I am in the process of learning to find general formulas for the summation of sequences. I've been given the general geometric sum
$$\sum_{i=m}^n r^i = \frac{r^m - r^{n+1}}{1 - r}$$
along with the basic summation properties, and am asked to find
$$\sum_{i=m}^n (-1)^{i^2}x^{2i}$$
Aside from rewriting the sum in different ways using the laws of exponents, I am stumped on finding the general equation for this sum and would enjoy any clue or solution.

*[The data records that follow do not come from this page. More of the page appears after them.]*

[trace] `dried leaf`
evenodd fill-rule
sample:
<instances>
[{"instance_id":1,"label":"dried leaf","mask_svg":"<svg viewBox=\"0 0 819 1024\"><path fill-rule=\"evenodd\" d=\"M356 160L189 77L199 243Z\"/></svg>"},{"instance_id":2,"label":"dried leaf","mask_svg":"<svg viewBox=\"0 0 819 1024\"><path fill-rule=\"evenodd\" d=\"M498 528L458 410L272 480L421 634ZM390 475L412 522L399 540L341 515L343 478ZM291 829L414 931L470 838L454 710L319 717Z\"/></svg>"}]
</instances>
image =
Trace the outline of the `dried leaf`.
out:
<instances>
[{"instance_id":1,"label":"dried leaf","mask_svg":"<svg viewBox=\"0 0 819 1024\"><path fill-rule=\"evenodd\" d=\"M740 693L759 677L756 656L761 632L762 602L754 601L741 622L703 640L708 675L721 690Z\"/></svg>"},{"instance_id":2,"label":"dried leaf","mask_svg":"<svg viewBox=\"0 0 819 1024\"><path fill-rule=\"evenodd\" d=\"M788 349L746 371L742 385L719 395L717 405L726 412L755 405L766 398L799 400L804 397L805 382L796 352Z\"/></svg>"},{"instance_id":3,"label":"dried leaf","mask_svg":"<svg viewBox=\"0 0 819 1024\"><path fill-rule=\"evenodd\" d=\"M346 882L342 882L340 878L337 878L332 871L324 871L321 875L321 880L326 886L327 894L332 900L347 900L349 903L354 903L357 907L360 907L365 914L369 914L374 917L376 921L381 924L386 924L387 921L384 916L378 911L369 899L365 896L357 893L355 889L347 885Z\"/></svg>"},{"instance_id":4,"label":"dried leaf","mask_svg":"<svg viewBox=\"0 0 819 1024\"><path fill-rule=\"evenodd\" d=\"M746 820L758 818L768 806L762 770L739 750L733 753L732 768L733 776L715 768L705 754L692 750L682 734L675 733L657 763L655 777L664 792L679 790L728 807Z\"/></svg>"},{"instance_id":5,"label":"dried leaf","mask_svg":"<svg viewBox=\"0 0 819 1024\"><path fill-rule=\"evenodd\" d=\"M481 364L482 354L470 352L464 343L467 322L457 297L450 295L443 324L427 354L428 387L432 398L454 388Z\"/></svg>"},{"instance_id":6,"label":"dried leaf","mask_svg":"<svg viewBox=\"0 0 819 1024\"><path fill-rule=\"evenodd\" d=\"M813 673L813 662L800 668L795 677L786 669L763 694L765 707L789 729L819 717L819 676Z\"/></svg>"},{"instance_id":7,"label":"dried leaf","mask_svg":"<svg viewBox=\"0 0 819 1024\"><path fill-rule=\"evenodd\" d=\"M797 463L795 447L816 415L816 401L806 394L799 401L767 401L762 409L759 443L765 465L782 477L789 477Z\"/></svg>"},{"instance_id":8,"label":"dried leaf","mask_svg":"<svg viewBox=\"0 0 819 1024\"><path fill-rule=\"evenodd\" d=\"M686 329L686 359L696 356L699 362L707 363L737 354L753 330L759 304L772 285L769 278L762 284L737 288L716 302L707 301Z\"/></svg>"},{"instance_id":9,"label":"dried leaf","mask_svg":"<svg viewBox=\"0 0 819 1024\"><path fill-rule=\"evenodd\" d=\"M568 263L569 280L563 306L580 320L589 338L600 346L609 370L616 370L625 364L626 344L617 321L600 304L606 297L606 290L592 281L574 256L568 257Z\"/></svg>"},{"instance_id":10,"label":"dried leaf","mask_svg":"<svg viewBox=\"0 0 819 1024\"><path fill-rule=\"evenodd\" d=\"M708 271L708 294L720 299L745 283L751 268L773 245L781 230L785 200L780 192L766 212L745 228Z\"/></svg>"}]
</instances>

The parity of $i^2$ is the same as $i$, hence $$\sum_{i=m}^n (-1)^{i^2}x^{2i}=\sum_{i=m}^n (-1)^{i}x^{2i}$$ then use the general geometric sum we get \begin{align*} \sum_{i=m}^n (-1)^{i^2}x^{2i}&=\sum_{i=m}^n (-1)^{i}x^{2i}=\sum_{i=m}^n \left ( -x^{2} \right )^{i}\\&= \frac{\left ( -x^2 \right )^m - \left ( -x^2 \right )^{n+1}}{1 - \left ( -x^2 \right )}\\ &=\frac{\left ( -1 \right )^{m}x^{2m}+\left ( -1 \right )^{n}x^{2n+2}}{1+x^2} \end{align*}
Hint: $i$ is even iff $i^2$ even so rewrite $(-1)^{i^2}$ as $(-1)^{i}$ then write $x^{2i}$ as $(x^2)^{i}$ and you can now rewrite everything as $(-(x^2))^i$, which you can use the given formula to evaluate.